Crime authors spill their guts about writing...
This week: Catherine Cooper
Tell us about yourself...
I am a freelance travel journalist writing for the UK press and specialising in luxury hotels, family travel and skiing. I live in the South of France close to the Pyrenees with my husband and two teenaged children.
How do you pick character names? Do any have special meaning to you?
I am terrible at picking character names. At least in the first draft many of the characters are named after the last person who emailed me or whatever happens to pop into my head that minute – their surname might be Summer if it’s a sunny day or their name might be cribbed from the spine of the nearest book to me. That said though, some of the names change often in the various drafts – sometimes for plot reasons, sometimes because the name simply no longer suits them as the character develops, and sometimes because I realise I know someone with a similar name and worry they might think the character is based on them.
What’s your favourite part of the writing process and why?
Definitely the first draft as the story can go anywhere! I find it so exciting not knowing. I’m not a planner at all. With The Chalet I tried to plan at one point with a white board and coloured post its representing the various different threads, and while this did help me think about things, the story still ended up as something totally different.
Where do you most like to do your writing?
In winter on the sofa by the fire, in summer, on the terrace outside overlooking the mountains. I try to do a lot of it on my laptop away from my study and my ‘main’ computer to make it feel different to my journalism work, general admin and the like.
How easy/hard was it to get your first break?
I wrote my first full-length novel in 2002 and found an agent who loved it but sadly not a publisher! Then I had children, didn’t write for a few years and by the time I got back to it my agent had retired. I found a new one on the strength of a YA book, but again this didn’t find a publisher, and neither did the next two or three (I forget exactly how many!) And then I wrote The Chalet, my first thriller, and it was pre-empted by Harper Collins four days later. So I guess it took some persistence.
What is the best writing tip you have ever been given? How has it influenced you?
Write every day. I met a very motivated writer on a press trip who also had a full-time job and she got up every day at 5am to work on her book before she went to work. I have to admit, I don’t do that, but while I am writing a first draft, I find it so much easier to keep up momentum and enthusiasm if I do at least a little every day. I wrote most of book 2 during lockdown when a lot of daily distractions such as driving the kids around simply weren’t happening so it was simple to write at least 1,000 words a day. It doesn’t matter if some of them aren’t the best – if it’s not on the page, there’s nothing to edit!
Who are your writing influences?
I devoured Agatha Christie books as a child and I think The Chalet owes a lot to her (although there is no Marple or Poirot figure). More recently I really enjoy books by Erin Kelly, Alex Marwood and Louise Candlish.

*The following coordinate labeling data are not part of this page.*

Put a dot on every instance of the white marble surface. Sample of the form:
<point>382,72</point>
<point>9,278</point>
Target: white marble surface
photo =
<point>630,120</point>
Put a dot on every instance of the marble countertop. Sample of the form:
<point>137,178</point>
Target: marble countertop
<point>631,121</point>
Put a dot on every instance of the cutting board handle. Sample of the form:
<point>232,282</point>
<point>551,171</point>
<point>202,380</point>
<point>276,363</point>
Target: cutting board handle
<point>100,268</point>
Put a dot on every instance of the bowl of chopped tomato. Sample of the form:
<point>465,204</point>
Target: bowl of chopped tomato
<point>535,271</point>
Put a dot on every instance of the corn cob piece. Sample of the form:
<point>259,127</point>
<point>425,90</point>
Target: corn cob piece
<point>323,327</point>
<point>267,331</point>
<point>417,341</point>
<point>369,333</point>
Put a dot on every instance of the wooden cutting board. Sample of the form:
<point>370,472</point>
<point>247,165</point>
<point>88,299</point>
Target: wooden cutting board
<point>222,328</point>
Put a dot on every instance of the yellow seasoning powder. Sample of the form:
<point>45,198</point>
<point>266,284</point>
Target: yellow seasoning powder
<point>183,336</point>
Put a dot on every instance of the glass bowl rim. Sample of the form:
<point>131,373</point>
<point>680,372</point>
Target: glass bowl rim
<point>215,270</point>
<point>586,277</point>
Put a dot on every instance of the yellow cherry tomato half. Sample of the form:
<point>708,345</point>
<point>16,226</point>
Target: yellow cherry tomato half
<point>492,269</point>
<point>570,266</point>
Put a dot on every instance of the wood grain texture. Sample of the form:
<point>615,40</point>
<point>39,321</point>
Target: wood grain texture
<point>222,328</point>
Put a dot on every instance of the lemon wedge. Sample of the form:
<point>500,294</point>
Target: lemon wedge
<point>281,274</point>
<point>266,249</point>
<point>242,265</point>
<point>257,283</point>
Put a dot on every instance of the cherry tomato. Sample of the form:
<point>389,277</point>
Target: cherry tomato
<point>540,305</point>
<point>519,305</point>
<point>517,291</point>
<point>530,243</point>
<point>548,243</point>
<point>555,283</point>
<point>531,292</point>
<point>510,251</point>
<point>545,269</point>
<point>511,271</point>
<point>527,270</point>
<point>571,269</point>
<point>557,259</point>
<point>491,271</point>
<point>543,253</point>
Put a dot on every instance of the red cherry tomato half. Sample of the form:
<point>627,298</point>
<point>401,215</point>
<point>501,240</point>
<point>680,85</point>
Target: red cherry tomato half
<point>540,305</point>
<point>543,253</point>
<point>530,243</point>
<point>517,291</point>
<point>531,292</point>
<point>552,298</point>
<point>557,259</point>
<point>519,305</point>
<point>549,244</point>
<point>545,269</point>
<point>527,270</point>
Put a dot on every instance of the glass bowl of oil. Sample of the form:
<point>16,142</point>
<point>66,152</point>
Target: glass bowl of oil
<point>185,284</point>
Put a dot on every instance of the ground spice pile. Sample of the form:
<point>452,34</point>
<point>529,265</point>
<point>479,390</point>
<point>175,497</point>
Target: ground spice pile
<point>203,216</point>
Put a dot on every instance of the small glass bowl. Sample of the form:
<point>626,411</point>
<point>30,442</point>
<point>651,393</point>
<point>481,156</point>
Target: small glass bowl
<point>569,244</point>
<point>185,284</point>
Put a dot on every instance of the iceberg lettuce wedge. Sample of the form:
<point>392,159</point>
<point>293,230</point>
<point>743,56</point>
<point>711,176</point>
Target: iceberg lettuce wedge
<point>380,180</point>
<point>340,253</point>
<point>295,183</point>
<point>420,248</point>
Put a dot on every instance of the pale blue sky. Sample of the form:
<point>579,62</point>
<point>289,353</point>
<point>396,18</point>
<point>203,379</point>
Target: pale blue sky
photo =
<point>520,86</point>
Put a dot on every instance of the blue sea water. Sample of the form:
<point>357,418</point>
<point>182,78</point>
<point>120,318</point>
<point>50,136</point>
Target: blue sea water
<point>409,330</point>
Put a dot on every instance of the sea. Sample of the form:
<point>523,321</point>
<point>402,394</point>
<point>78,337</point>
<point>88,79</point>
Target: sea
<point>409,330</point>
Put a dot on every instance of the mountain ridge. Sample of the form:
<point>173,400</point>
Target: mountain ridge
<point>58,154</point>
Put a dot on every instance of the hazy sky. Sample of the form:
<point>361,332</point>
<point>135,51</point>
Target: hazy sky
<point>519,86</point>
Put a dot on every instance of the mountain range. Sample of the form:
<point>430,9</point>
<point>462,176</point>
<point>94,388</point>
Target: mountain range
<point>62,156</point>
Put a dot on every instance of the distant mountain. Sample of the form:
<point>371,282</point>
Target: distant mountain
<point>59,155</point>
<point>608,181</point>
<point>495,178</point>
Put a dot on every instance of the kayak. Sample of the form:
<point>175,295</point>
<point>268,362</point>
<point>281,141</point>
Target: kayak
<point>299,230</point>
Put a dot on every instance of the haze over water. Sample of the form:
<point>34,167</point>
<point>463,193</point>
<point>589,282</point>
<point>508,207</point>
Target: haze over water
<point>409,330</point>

How much do your life experiences appear in your writing?
A lot. I’m a very keen skier and The Chalet is largely based in a ski resort. I’ve been lucky enough to review many luxury hotels over the years and elements of the high-end (although entirely fictional) chalet are inspired by some of these. The second book is about a family moving out from London to rural France, just like I did. But really it’s just the settings that inspired by experience, what actually happens is not (thankfully!)
Do you ever surprise yourself with what you’ve written?
My characters certainly surprise me! There is a pivotal moment in The Chalet on which much of the book hangs which I totally hadn’t planned at all – the characters just took me there. I realise that sounds like nonsense…
What’s the best and worst thing about being an author?
I am still amazed that I am being paid for doing something that I love so much. It’s a cliché but writing fiction is a dream come true for me. I love everything about it. So far I haven’t found a worst thing.